I don’t know about you, but when I think about purchasing bras and other unmentionables, the thought of Disney Parks does not even come into my mind. What about you?
Walt Disney passes away unexpectedly after a short battle with lung cancer.
The country is devastated, and local newspapers all across the United States document the sense of sadness felt at the loss of the innovator, creator, animator, and visionary, Walt Disney.
Disney World’s Magic Kingdom begins to take magical shape
Cinderella Castle would be the icon of Walt Disney’s newest family theme park in Florida. Walt’s plans for his “Florida Project” weren’t to die with him, and his brother Roy and his faithful Imagineers would see to that. They continued with Walt’s plans for a massive Disney park in Central Florida that would ultimately include more than just the Magic Kingdom.
Disney World opens to the public in October 1971.
Walt’s plans for a theme park in Florida finally came to fruition on October 1, 1971, but after the disastrous opening day at Disneyland in 1955, the decision was made to play it safe and not have the official Opening Day ceremony until the end of October, allowing for time to see that everything was functioning properly before a formal ceremony might bring a spotlight to any problems, as was the case at Disneyland.
Royal Turrets being delivered to Magic Kingdom via Interstate 4
You might think such a sight would “ruin the magic” for avid Disney World fans. But according to those who live near the parks, this isn’t necessarily the case.
These photos from SparklyEverAfter.com captured the image of a truck with a flatbed trailer making a very special delivery to Magic Kingdom in 2015. It’s difficult to tell whether the turret was a replacement for one atop Cinderella Castle, or if it was a new turret to be used at the “gateway” to New Fantasyland, which opened in 2016.

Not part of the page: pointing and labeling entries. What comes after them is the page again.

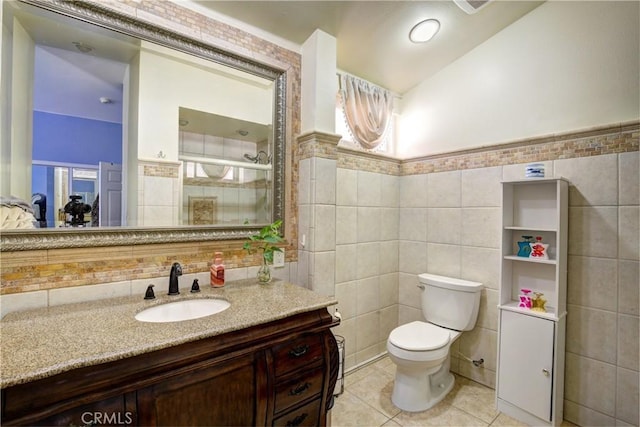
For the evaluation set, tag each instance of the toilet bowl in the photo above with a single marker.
(420, 350)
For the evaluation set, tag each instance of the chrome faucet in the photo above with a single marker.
(176, 270)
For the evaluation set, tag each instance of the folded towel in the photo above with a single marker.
(12, 217)
(15, 201)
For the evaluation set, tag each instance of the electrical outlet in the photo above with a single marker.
(278, 259)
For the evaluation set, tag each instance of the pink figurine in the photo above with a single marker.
(525, 299)
(539, 249)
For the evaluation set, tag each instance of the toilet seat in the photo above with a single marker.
(419, 336)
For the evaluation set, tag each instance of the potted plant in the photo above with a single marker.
(265, 241)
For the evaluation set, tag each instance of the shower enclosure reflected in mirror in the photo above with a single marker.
(199, 132)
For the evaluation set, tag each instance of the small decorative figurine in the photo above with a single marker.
(538, 302)
(539, 249)
(525, 299)
(524, 248)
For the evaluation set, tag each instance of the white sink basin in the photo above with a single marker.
(182, 310)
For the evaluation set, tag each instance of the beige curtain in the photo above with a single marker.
(367, 109)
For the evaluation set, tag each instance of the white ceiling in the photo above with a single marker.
(372, 36)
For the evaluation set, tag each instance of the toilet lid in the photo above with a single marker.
(419, 336)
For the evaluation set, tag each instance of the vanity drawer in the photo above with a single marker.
(298, 389)
(307, 415)
(303, 351)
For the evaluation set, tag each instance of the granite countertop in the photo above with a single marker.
(43, 342)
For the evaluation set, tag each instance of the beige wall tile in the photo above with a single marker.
(412, 257)
(413, 191)
(347, 296)
(592, 282)
(481, 265)
(481, 187)
(593, 231)
(413, 224)
(409, 293)
(488, 315)
(583, 325)
(594, 180)
(368, 260)
(346, 258)
(323, 272)
(628, 343)
(629, 181)
(367, 327)
(368, 224)
(627, 402)
(444, 189)
(444, 225)
(389, 257)
(346, 187)
(443, 259)
(629, 232)
(368, 295)
(590, 383)
(324, 228)
(390, 190)
(389, 285)
(388, 321)
(389, 223)
(304, 181)
(369, 192)
(481, 227)
(628, 289)
(324, 179)
(346, 225)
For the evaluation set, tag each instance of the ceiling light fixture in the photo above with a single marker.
(424, 31)
(84, 48)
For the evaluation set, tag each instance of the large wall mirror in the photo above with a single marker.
(119, 132)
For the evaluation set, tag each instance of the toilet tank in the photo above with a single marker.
(449, 302)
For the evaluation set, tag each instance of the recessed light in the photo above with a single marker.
(82, 47)
(424, 31)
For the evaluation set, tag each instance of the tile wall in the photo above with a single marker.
(448, 222)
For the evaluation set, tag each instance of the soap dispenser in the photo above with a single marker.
(217, 271)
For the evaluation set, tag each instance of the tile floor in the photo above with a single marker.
(366, 401)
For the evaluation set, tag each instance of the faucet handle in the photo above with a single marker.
(149, 293)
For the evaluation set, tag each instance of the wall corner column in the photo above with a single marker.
(317, 154)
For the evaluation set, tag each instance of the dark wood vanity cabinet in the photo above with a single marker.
(279, 373)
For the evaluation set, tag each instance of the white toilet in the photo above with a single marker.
(420, 350)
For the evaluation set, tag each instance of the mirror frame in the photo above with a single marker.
(17, 240)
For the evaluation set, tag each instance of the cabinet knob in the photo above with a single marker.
(299, 351)
(297, 420)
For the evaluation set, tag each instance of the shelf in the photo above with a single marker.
(536, 229)
(549, 315)
(535, 260)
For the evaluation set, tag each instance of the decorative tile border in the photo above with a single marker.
(318, 144)
(617, 138)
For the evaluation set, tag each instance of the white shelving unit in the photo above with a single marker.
(530, 375)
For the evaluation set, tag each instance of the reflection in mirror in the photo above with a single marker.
(226, 170)
(144, 134)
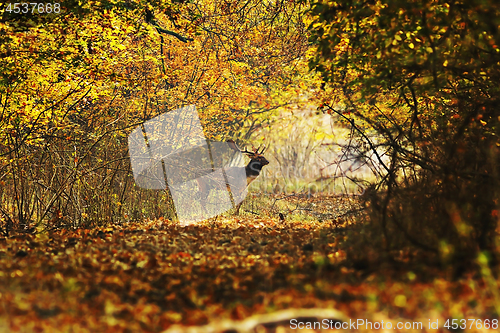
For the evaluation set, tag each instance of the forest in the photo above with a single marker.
(250, 166)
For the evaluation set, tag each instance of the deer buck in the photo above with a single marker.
(251, 171)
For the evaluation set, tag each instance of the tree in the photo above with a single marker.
(422, 76)
(74, 83)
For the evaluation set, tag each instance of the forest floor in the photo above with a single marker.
(218, 275)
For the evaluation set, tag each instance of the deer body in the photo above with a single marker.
(251, 171)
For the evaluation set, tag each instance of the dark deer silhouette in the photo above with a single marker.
(251, 170)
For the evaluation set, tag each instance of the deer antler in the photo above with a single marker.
(233, 146)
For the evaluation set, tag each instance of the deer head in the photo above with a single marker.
(257, 159)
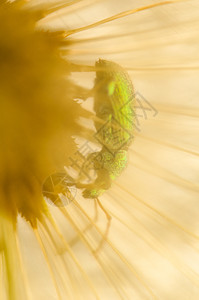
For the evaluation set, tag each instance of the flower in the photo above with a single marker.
(149, 250)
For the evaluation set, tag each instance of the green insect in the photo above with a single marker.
(114, 102)
(114, 107)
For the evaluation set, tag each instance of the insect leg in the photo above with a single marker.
(97, 201)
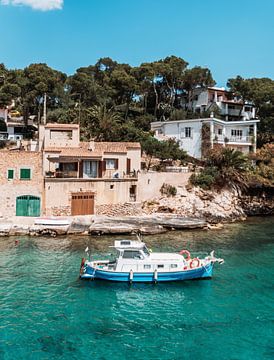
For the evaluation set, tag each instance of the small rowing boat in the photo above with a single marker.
(51, 221)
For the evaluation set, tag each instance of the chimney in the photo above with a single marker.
(92, 145)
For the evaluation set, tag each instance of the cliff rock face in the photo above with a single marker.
(213, 206)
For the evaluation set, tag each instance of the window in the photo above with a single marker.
(132, 255)
(147, 266)
(10, 174)
(61, 134)
(90, 169)
(237, 133)
(188, 132)
(25, 174)
(111, 164)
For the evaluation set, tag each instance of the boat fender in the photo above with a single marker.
(194, 263)
(83, 262)
(131, 276)
(155, 275)
(187, 253)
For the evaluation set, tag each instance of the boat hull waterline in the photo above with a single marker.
(198, 273)
(136, 263)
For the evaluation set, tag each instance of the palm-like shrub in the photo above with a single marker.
(231, 165)
(103, 122)
(223, 168)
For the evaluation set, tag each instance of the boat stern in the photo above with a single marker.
(86, 271)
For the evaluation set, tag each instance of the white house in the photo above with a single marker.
(229, 106)
(239, 134)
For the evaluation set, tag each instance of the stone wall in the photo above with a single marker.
(211, 205)
(150, 183)
(107, 191)
(10, 189)
(125, 209)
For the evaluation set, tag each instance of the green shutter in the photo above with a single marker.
(27, 205)
(10, 174)
(25, 174)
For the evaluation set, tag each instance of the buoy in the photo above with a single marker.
(155, 275)
(187, 253)
(130, 276)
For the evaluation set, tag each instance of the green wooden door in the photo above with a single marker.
(27, 205)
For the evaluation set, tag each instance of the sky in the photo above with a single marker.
(234, 37)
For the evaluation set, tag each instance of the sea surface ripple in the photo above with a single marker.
(46, 312)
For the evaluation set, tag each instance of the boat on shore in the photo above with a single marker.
(135, 263)
(52, 221)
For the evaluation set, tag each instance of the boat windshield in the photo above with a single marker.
(146, 251)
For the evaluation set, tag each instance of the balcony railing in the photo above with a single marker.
(75, 175)
(233, 139)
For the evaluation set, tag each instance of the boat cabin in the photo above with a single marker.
(128, 249)
(135, 256)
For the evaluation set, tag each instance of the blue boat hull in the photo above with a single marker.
(198, 273)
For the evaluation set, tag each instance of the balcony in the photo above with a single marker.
(233, 139)
(105, 175)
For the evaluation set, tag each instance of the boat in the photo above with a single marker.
(51, 221)
(136, 263)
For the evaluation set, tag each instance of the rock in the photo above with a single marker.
(80, 225)
(215, 227)
(152, 230)
(37, 230)
(19, 230)
(112, 228)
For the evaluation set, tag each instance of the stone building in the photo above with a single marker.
(21, 183)
(80, 177)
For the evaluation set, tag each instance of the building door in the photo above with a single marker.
(27, 205)
(82, 203)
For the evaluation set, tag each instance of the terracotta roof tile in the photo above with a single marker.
(61, 126)
(84, 149)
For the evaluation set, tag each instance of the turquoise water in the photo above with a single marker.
(47, 313)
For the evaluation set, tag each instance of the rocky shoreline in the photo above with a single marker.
(98, 225)
(189, 209)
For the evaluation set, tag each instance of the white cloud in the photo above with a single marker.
(43, 5)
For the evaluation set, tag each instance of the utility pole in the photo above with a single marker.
(45, 109)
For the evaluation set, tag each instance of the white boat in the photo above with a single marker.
(135, 263)
(51, 221)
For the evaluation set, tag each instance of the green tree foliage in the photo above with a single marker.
(261, 92)
(223, 168)
(263, 172)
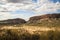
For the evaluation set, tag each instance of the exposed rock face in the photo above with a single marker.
(13, 21)
(44, 17)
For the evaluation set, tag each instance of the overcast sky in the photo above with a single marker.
(10, 9)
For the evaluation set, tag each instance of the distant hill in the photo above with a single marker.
(13, 21)
(45, 20)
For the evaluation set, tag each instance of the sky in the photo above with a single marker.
(25, 9)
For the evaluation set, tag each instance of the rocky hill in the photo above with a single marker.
(13, 21)
(47, 19)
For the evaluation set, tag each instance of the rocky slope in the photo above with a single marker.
(13, 21)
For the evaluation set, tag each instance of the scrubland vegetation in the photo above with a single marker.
(29, 33)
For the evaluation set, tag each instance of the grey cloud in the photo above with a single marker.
(18, 1)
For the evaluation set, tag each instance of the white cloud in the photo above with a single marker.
(42, 7)
(45, 6)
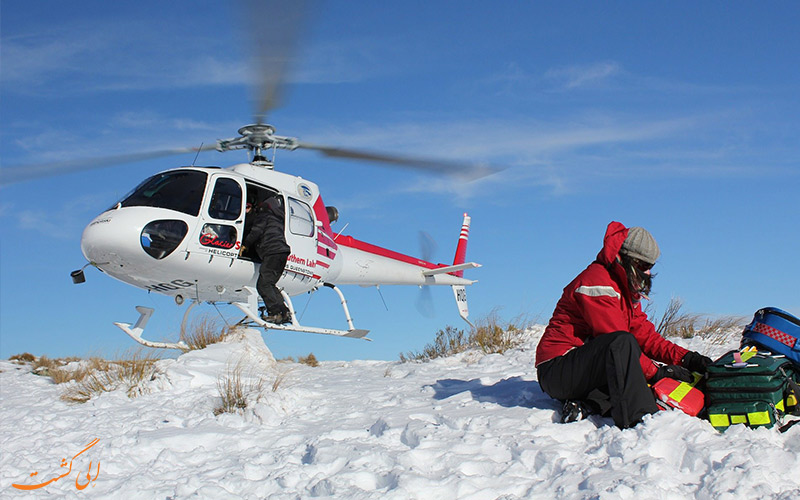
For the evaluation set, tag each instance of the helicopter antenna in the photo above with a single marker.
(198, 154)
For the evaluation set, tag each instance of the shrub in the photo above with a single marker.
(675, 323)
(203, 332)
(309, 360)
(25, 357)
(447, 342)
(489, 334)
(100, 376)
(236, 393)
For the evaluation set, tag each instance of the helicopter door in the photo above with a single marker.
(301, 236)
(221, 220)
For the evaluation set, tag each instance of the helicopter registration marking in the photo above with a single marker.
(172, 285)
(220, 252)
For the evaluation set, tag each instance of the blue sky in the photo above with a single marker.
(678, 117)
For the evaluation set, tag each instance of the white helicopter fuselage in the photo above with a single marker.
(180, 234)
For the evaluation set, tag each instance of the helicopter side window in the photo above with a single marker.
(226, 201)
(180, 190)
(300, 219)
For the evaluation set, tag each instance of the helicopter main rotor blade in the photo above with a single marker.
(467, 171)
(272, 29)
(20, 173)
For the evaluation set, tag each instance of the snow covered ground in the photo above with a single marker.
(471, 426)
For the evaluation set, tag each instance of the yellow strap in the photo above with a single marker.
(759, 418)
(680, 392)
(719, 420)
(738, 419)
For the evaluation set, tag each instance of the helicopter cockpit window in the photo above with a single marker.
(226, 201)
(180, 190)
(300, 219)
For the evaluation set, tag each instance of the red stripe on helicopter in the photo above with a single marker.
(325, 239)
(326, 252)
(326, 233)
(351, 242)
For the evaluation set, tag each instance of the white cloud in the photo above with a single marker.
(573, 77)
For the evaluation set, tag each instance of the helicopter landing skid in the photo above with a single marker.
(250, 308)
(136, 332)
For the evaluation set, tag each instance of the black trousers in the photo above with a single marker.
(605, 374)
(272, 267)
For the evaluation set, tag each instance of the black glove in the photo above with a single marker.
(672, 371)
(696, 362)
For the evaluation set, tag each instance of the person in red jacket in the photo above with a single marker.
(598, 350)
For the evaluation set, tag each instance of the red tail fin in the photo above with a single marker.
(461, 249)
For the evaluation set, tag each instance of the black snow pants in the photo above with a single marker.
(272, 267)
(605, 374)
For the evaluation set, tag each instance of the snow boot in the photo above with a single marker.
(573, 410)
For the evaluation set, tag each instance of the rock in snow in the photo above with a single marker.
(470, 426)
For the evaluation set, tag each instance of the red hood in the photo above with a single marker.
(615, 236)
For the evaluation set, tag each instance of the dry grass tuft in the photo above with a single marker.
(99, 376)
(490, 334)
(716, 329)
(25, 357)
(280, 378)
(446, 343)
(203, 332)
(309, 360)
(235, 392)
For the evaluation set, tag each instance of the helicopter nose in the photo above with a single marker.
(131, 237)
(104, 240)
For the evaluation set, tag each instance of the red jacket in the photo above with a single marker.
(599, 301)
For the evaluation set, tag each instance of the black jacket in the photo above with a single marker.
(267, 234)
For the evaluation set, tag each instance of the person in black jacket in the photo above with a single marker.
(268, 239)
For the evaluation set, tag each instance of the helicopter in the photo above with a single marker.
(179, 232)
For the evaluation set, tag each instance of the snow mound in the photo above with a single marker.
(470, 426)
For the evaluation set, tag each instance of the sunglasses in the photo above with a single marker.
(642, 266)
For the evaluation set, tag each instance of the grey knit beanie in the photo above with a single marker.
(641, 245)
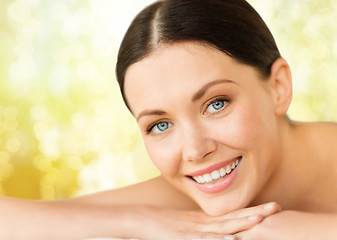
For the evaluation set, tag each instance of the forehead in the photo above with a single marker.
(171, 71)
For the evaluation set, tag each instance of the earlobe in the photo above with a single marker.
(281, 84)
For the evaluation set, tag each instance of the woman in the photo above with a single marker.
(210, 92)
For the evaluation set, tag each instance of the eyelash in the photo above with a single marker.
(222, 98)
(151, 126)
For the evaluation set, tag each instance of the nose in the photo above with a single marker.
(196, 142)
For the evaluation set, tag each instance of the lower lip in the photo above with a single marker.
(218, 186)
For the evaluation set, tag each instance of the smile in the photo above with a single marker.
(217, 177)
(217, 174)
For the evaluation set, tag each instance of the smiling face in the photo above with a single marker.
(208, 123)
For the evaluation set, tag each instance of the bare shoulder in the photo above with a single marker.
(154, 192)
(322, 134)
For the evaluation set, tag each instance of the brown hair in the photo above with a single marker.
(231, 26)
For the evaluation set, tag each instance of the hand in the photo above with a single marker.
(160, 223)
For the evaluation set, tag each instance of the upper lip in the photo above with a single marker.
(212, 168)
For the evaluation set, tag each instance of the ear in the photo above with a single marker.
(281, 85)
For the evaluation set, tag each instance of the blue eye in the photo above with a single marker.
(159, 127)
(216, 106)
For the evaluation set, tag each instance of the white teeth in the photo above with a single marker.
(208, 178)
(196, 179)
(215, 174)
(222, 172)
(201, 179)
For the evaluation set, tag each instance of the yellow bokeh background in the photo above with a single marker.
(64, 129)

Once and for all, Walt Disney was not cryogenically frozen. Behold, his grave.
Since we are taking a stroll down memory lane with photos from the parks and photos of Walt over the years, it’s appropriate to include some photos of Walt’s grave, just to drive home the point yet again that Walt was not frozen after his death.
Walt passed away on December 15, 1966, and only a day later, he was cremated. His ashes were then interred at his gravesite at Forest Lawn Cemetery in Glendale, California.
It’s important to note that the first human to ever be cryogenically frozen was James Hiram Bedford, who died on January 12, 1967. Dr. Bedford was cryopreserved after that point, which was approximately a month after Walt’s passing.